Türkiye’de artan şiddet olayları ve çeşitli mallar için girilen kuyruklarla hatırlanan 1970’ler sadece Türkiye için değil, ekonomisi gelişmiş ve gelişmekte olan ülkeler için de ekonomik istikrarsızlığın en yüksek seviyede yaşandığı yıllardı. İki kutuplu dünya düzeninin getirdiği çatışma ortamı savunma harcamalarında artışa neden olurken, süper güçlerin kendi kamplarındaki ülkeler için yarattığı kaynaklarda da giderek kısıtlamalara gidilmişti.

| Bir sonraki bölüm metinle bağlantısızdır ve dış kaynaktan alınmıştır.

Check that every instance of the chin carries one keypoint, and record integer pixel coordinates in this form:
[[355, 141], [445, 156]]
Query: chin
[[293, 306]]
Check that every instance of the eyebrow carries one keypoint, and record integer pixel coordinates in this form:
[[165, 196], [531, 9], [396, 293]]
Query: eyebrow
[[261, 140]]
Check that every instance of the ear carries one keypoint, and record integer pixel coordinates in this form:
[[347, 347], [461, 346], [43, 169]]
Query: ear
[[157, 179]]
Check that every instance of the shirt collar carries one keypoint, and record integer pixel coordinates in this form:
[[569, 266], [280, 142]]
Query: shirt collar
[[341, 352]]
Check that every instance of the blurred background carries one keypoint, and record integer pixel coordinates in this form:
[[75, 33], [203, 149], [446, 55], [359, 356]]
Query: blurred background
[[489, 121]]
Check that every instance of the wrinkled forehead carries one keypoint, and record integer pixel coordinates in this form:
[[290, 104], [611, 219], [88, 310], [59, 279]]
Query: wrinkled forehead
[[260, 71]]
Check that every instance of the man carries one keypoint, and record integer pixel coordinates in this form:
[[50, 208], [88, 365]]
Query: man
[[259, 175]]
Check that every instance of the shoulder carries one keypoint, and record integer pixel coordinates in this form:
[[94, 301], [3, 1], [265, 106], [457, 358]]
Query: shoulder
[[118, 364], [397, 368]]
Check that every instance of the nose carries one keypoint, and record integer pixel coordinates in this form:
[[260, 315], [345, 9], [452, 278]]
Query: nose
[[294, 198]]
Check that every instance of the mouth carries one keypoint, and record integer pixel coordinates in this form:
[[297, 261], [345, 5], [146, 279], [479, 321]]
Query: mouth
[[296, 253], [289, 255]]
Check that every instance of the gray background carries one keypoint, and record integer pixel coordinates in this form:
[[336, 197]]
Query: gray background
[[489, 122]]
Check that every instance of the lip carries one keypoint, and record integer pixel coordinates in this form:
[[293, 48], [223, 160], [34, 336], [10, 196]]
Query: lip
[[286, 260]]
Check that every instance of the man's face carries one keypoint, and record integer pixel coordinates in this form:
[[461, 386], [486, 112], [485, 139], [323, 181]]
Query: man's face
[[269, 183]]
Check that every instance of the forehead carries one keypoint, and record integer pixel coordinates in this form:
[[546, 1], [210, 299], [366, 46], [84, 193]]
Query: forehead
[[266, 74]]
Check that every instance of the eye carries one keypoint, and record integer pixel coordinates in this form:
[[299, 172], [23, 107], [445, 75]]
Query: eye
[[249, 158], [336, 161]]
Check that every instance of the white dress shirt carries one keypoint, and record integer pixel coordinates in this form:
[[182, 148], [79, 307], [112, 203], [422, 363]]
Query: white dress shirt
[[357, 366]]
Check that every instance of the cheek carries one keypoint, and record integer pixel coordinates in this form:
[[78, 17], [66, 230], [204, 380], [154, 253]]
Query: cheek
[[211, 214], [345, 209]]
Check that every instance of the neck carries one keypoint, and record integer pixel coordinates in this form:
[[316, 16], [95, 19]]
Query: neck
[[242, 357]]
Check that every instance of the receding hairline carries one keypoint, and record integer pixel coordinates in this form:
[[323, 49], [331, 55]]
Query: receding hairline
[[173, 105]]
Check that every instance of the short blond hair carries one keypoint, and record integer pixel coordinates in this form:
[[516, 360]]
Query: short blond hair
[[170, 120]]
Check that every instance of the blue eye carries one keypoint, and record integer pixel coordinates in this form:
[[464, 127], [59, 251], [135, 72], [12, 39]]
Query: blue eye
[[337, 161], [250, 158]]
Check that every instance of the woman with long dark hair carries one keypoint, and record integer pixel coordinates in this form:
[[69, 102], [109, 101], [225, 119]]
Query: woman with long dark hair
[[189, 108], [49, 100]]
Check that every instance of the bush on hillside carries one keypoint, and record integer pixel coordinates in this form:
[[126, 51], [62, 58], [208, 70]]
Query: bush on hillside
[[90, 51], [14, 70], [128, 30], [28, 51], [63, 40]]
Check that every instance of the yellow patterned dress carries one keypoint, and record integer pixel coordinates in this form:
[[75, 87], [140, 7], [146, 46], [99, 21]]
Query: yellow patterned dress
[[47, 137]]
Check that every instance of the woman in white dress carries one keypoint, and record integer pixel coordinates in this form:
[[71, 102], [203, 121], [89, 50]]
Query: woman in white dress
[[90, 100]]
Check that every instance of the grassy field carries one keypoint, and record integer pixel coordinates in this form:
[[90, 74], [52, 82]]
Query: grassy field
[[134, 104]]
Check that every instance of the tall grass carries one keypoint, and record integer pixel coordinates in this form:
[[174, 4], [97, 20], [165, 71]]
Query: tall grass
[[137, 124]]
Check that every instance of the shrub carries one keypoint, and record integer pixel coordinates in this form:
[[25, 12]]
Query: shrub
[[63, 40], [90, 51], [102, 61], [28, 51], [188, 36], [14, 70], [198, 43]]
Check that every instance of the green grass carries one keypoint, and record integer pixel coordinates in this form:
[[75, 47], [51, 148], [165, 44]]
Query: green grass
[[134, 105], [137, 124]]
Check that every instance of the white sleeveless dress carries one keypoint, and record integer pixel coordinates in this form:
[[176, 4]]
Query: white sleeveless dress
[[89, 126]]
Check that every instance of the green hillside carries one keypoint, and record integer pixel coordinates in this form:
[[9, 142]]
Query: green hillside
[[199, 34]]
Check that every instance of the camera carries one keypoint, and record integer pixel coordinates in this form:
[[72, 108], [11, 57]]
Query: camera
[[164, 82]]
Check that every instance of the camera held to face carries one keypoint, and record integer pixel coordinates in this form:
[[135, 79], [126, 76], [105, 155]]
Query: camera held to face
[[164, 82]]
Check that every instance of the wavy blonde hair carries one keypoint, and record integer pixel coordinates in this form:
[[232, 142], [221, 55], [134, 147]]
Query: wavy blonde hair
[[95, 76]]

Krizlerle dolu bu on yıl savaş sonrası ekonomik düzeni tanımlayan Bretton Woods sisteminin çökmesiyle başladı. Ağustos 1971’de 1 ons altın, 35 ABD dolarına eşitlenerek ekonomik öngörülebilirlik sağlayan bu sistem çöktü ve para birimleri serbest dalgalanmaya geçti. 1973 yılı sonunda OPEC’in petrol fiyatlarını bir politika hamlesi olarak dört katına çıkarması dünyada yüksek büyüme rakamlarının yaşandığı döneme nokta koyarken, Türkiye’nin de içinde bulunduğu gelişmekte olan ekonomilerin gırtlağa kadar borca batmasına neden oldu. Türkiye özelinde Kıbrıs Bunalımı ve ABD Ambargosu da bunlara eklenince özellikle 1977’den sonra Türkiye sürekli bir kriz döngüsüne girdi. Vadesi gelen borçlarını ödeyemeyen Türkiye, 1978’de IMF ile anlaşmak zorunda kaldı. Uygulanan program çerçevesinde 1 ABD doları 25 TL’ye çıkarıldı. Bir yıl sonra yine yapılan bir devalüasyonla 1 ABD dolarının değeri 47 TL oldu.

24 OCAK 1980 KARARLARI

Temel mallarda meydana gelen eksiklikler, duraklayan ekonomi, yükselen enflasyon, sosyal ve siyasi kargaşa ve yürütülemeyen istikrar programları Türkiye’de 1970’lerin sonunu tanımlayan kavramlardı. 1979’da İran-Irak Savaşı’nın tetiklediği 2. Petrol Krizi de bu on yılın son büyük ekonomik şokunu yaşattı. Dünya bir borç krizinin sarmalındayken Türkiye, ekonomsinin yönetilemez noktaya gelmemesi için kredi bulmak zorundaydı. ABD’de Ronald Reagan ve İngiltere’de de Margaret Thatcher’ın başını çektiği “serbestleşme” hareketi, Türkiye ekonomisini serbest piyasa koşullarında dışa açılması için zorluyordu. 24 Ocak 1980 kararları da bu iklimde Türkiye’nin IMF kredisi alabilmek için hazırladığı bir ekonomik programdı. Sonraki süreçte de bu kararlar, Türkiye’nin ithal ikameci modelden ihracata dönük büyüme modeline geçişinde bir milat olarak gösterildi. Yeni ekonomik modelde döviz kuru Türkiye’nin rekabet gücünü sağlayacak şekilde değişken olacak ve ardından serbestleşmeye geçilecekti. Bu doğrultuda 1 ABD doları 47 TL’den 70 TL’ye çıkarıldı. 1 Mayıs 1981’den itibaren de Türkiye Cumhuriyet Merkez Bankası Türk lirasının dış değerini ABD dolarının piyasadaki değerini izleyerek günlük olarak ilan etmeye başladı.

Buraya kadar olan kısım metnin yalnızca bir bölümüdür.